Misalkan seseorang yang mempunyai nafsu makan karena lapar, dia hanya memerlukan sepinggan nasi untuk memenuhi nafsunya dan ketika seseorang bernafsu untuk mendapatkan suatu jawatan, akan merasa puas kalau jawatan itu sudah terpenuhi, dan seterusnya.

Cara untuk melawan godaan syaitan tidak dengan berpuasa, tetapi yang paling berkesan dengan ibadah haji.

Salah satu wajib haji adalah melontar jamarat di Mina yang melambangkan mengusir atau melawan syaitan.

Syaitan berada di luar diri kita. Karena itu, kita perlu mempersiapkan senjata untuk melawannya, yaitu batu.

Dalam puasa, kita dituntut untuk mengendalikan hawa nafsu bukan melenyapkannya. Tapi, pada waktu haji, kita dituntut untuk mengalahkan syaitan dan sekaligus melenyapkannya.
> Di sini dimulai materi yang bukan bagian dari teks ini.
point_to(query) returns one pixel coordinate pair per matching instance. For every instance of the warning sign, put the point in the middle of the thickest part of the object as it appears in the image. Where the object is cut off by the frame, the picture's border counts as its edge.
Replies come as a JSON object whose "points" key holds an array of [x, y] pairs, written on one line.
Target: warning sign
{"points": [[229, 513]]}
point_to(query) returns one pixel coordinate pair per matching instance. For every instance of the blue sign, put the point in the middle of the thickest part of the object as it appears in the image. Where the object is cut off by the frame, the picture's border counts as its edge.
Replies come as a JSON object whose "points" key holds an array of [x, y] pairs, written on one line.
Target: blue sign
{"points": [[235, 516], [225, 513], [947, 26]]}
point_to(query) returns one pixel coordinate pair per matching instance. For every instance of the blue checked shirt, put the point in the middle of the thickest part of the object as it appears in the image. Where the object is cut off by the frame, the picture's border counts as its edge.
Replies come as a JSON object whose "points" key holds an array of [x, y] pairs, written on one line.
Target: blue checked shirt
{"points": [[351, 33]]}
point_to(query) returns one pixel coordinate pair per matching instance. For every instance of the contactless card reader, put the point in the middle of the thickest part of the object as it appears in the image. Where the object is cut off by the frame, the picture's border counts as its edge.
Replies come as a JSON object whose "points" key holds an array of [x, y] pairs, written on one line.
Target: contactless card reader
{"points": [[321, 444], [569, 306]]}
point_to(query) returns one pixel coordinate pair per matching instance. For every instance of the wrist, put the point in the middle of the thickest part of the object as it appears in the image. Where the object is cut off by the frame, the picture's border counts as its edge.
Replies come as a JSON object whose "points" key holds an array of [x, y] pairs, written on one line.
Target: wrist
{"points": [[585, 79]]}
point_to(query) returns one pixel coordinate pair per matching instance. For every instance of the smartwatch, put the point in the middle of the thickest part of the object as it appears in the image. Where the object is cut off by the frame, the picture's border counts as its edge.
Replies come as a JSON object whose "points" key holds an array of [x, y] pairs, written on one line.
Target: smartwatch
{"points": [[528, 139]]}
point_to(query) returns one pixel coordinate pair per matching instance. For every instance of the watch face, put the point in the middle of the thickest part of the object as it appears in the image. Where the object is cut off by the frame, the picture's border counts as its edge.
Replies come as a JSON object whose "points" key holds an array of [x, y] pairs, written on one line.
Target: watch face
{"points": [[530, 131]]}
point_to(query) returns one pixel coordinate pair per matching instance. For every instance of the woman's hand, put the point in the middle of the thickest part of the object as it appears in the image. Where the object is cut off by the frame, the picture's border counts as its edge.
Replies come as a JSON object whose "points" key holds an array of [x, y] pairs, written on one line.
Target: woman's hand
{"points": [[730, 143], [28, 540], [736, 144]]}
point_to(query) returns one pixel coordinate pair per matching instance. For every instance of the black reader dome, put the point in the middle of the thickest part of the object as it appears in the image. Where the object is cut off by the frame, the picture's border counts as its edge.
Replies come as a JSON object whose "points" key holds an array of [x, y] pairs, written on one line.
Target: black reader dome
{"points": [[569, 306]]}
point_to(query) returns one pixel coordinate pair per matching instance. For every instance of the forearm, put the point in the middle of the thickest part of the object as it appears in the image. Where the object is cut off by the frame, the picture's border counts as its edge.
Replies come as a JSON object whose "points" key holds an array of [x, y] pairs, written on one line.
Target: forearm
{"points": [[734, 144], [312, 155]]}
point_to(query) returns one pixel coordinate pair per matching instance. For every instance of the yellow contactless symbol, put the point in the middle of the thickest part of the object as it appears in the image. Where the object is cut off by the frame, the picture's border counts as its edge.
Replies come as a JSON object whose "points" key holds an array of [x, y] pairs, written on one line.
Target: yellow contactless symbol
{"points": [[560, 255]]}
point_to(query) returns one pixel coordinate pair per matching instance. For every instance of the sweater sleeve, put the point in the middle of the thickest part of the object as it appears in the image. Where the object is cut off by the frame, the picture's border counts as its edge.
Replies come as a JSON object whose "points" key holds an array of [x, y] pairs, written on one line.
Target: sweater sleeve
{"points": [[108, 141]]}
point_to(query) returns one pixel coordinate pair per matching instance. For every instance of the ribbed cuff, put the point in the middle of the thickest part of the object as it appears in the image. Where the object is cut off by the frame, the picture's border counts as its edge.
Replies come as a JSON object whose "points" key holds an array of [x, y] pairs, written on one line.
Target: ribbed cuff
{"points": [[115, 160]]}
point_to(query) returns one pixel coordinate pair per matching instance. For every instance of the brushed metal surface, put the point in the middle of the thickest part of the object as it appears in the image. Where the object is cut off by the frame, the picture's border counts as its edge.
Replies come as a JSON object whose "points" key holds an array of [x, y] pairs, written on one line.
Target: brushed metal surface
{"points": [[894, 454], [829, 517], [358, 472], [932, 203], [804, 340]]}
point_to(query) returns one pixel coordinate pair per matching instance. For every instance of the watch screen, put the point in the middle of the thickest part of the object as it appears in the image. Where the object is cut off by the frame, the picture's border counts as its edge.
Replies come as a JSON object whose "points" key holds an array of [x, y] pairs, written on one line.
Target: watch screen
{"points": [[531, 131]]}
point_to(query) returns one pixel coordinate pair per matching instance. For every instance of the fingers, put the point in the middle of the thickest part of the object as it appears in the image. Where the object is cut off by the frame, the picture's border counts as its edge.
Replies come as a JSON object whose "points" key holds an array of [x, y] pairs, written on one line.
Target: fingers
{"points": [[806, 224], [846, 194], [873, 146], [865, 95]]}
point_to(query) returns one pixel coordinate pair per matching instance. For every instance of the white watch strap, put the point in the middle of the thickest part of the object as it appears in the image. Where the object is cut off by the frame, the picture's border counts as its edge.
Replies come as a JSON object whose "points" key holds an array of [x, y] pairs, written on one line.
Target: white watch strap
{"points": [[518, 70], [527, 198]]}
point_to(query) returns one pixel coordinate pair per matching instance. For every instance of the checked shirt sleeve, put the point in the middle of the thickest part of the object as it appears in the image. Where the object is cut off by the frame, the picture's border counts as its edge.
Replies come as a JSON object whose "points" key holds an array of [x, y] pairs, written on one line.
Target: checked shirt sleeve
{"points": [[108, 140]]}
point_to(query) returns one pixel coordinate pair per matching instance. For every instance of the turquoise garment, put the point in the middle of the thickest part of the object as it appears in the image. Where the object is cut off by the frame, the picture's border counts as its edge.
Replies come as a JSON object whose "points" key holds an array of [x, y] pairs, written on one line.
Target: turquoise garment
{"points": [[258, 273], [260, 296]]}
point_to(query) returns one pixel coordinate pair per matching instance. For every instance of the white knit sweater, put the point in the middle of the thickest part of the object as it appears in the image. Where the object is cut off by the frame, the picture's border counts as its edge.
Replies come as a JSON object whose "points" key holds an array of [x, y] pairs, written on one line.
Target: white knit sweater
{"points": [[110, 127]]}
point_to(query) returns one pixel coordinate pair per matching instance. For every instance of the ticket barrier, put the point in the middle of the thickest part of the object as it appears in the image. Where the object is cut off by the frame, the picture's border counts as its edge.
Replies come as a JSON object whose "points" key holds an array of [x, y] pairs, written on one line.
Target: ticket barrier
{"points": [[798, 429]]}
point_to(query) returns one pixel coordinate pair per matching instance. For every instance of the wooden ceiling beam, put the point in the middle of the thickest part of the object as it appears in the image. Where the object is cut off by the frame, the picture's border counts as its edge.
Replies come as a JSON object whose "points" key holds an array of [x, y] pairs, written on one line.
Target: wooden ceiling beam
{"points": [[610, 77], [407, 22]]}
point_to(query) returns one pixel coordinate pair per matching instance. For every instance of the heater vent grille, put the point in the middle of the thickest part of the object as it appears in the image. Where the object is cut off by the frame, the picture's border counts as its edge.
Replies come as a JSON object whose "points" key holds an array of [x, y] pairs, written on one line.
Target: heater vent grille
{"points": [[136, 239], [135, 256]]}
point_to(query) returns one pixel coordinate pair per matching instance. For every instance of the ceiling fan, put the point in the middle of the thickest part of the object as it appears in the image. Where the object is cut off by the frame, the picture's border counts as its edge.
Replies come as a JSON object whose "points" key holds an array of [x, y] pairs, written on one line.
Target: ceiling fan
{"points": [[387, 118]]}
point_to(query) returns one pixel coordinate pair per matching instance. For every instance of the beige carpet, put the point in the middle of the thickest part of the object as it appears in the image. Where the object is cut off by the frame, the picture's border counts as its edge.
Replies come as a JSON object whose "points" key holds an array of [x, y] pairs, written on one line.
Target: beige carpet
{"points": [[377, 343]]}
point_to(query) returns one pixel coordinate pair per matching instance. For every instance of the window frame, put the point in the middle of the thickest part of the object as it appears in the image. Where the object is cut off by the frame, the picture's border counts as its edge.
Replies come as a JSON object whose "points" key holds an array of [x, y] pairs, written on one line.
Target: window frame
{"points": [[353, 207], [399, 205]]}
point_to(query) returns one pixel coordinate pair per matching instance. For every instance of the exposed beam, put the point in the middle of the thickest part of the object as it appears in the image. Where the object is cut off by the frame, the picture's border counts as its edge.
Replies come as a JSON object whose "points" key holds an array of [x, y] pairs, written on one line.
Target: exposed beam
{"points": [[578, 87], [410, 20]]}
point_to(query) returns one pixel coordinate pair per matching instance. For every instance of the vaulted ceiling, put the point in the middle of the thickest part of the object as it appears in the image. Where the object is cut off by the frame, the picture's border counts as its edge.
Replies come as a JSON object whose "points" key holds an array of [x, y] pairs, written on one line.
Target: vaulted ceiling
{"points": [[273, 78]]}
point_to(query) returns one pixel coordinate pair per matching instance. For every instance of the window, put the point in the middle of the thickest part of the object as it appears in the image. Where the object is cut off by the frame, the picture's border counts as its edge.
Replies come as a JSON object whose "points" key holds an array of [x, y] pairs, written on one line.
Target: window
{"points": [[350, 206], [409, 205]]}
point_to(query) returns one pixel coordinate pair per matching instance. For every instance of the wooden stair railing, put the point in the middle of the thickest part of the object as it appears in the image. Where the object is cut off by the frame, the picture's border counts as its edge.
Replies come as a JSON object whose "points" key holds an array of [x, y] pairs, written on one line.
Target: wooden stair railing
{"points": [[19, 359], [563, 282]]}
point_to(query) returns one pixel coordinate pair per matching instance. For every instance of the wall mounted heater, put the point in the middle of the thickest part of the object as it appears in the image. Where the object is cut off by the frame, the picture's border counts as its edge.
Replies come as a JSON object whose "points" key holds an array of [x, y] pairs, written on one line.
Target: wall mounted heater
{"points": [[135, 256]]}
Mengendalikan hawa nafsu diwajibkan setiap tahun, sedangkan memerangi syaitan hanya sekali seumur hidup dengan ibadah “haji”.

Setelah nafsu dan syaitan dapat ditaklukkan, bermakna kita sudah siap hijrah ke tahun berikutnya.

Dengan demikian, ketika menyambut tahun baru 1 Muharam, kita memulai kegiatan dengan bekal yang matang, program yang jelas, dan penuh dengan rasa percaya diri dengan “hati yang bersih”.

Sungguh Allah SWT telah mengatur urutan-urutan itu, yakni mulai dari perintah puasa dan Idul Fitrinya, kemudian Haji dan Idul Adha dengan menyembelih hewan qurban, akhirnya menyambut awal tahun baru Hijrah dalam puncak ke “taqwa”an.

Kondisi puncak ketaqwaan inilah yang harus kita pertahankan sejak memasuki tahun baru Hijriah hingga 11 bulan kehadapan sampai berjumpa bulan suci Ramadhan lagi.

Kondisi seperti ini berulang-ulang sepanjang tahun, menjadi hamba Allah yang bertaqwa ini terus-menerus kita pertahankan hingga ajal menjemput kita.

Insya Allah kalau kita dapat mempertahankan seperti ini, kita dimatikan Allah SWT dalam keadaan khusnul khatimah (akhir yang baik), amin.